Revolution Studios’ The Fog downgrade sinks thanks to primarily messy effects, hampered by the early millennium’s digital capabilities. That’s not exclusive to awful ghost illustrations that look like someone just decreased the “Transparency” slider in Photoshop. The fog, the TITULAR FOG, doesn’t even hold up to Demon Wind standards (in which the wind is essentially fog, roll with it). Wainwright and his team brainstorm ideas that sound rad on paper — an older woman gets barbecued, a ghost outline appears in fog like Imhotep’s sandstorm face, a younger woman is attacked by seaweed — but execution almost exclusively whiffs. The remake’s drunkard generalization of Father Malone (which is such a slap in the face to Hal Holbrook’s fantastic original performance) should meet an epic death when Captain Blake levitates glass shards as a containment circle, but three pieces fly through Malone’s body, and it’s over. That’s the level of SFX disappointment that festers throughout 2005’s The Fog, all buildup with no reward.

The film’s finale feels like a prank; the rest of the conflict’s resolution is lost at sea. Carpenter’s much heavier scolds against organized religion’s dirty dealings help give his film an identity down to the glimmering golden cross, while Wainwright goes as generic as they come and abandons ship when the well runs dry. Nothing justifies the kind of conceptual excitement that comes along with worthwhile remakes, whether that’s copycat role replications (I love Selma Blair, but her Stevie doesn’t match Adrienne Barbeau’s presence) or storytelling reductions that choose numbing violence over folkloric sensations of dread. We love a horror movie that’s critical of early America’s disgusting colonization tactics, but The Fog doesn’t know how to turn those frustrations into a compelling genre production. Whatever’s kept from the original holds no candle to Carpenter’s version, and whatever’s added — like Nick and Elizabeth’s awkward shower sex scene set to softcore porno music — brings nothing of value.


The Lesson

‘The Fog’ (2005)

Just because your remake starts with a banger like Fall Out Boy’s “Sugar, We’re Going Down Swinging” doesn’t mean the film itself is a banger. There’s no world where I’d recommend Wainwright’s The Fog over Carpenter’s titanically superior original, and I say that as a leading Aughts horror remake champion. It’s another Nu-Horror approach that strips away commentary crucial to the plot’s intrigue since all Layne musters is a non-creepy and waterlogged story that feels like an unwieldy CW episode — not meant as a compliment. Not even the chiseled beauty of an early 2000s Tom Welling in a wool turtleneck can save this travesty from becoming another forgotten wreck.

So what did we learn?

● Not all CW figureheads have a hit horror remake in their blood.

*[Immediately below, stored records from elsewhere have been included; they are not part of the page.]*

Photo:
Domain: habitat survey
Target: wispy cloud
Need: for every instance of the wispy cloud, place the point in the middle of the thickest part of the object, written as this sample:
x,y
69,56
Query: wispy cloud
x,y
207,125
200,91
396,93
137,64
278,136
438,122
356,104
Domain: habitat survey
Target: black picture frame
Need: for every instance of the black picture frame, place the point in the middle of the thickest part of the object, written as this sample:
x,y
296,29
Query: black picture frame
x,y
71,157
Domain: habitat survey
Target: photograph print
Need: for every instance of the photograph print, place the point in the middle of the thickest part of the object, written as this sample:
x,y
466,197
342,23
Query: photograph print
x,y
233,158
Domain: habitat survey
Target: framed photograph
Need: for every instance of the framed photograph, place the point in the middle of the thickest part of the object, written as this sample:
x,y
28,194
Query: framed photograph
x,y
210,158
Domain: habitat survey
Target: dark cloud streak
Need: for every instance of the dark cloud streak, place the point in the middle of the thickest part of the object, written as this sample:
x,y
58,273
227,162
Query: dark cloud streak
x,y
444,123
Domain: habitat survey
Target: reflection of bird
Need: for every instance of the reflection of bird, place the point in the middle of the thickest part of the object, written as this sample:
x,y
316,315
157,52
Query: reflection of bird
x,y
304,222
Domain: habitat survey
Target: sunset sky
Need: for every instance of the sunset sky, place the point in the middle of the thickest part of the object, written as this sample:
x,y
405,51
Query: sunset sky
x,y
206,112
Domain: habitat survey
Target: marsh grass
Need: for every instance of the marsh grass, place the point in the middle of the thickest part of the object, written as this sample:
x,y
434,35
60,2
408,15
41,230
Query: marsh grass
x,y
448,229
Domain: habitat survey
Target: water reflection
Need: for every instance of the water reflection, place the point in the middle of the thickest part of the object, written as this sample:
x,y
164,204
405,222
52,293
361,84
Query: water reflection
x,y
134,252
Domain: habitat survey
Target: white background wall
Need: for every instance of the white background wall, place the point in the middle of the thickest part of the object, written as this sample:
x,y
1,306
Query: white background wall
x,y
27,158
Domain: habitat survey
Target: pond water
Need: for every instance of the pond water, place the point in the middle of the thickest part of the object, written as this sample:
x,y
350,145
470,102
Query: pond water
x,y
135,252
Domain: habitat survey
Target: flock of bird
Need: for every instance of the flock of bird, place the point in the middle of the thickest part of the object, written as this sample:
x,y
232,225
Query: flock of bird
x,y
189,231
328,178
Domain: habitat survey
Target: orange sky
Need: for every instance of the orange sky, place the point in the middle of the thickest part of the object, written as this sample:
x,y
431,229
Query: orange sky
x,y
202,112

● Less is so often more when it comes to horror movies, as long as you’re selling scares and confidently telling a story within your means.

● Some movies from the 2000s horror era will always suffer thanks to dodgy digital effects because while it was the shiny new toy everyone wanted to play with, golly, the technology was rough to start.

● Horror fans can be easy to please, but they’re also first to call out your bullshit — get out of here with these ghosts and their inability to pick a lane.

Wainwright’s film never knows what kind of horror movie it wants to be, and that’s the kill shot. Is it a slasher flick? Zombie movie? A large-scale haunted house blueprint? There’s never any indication that Wainwright or his screenwriter conceptualize a path forward, so they barrel on, praying there’s enough horror familiarity to appease the masses. There isn’t, it’s a boneheaded slog, and that’s that. Horror fans deserve better than to be fed the equivalent of table scraps for 100 minutes. To each their own and all, but now that I’ve finally seen 2005’s The Fog, the only times I’ll think about this movie again will be if someone interacts with my Letterboxd post.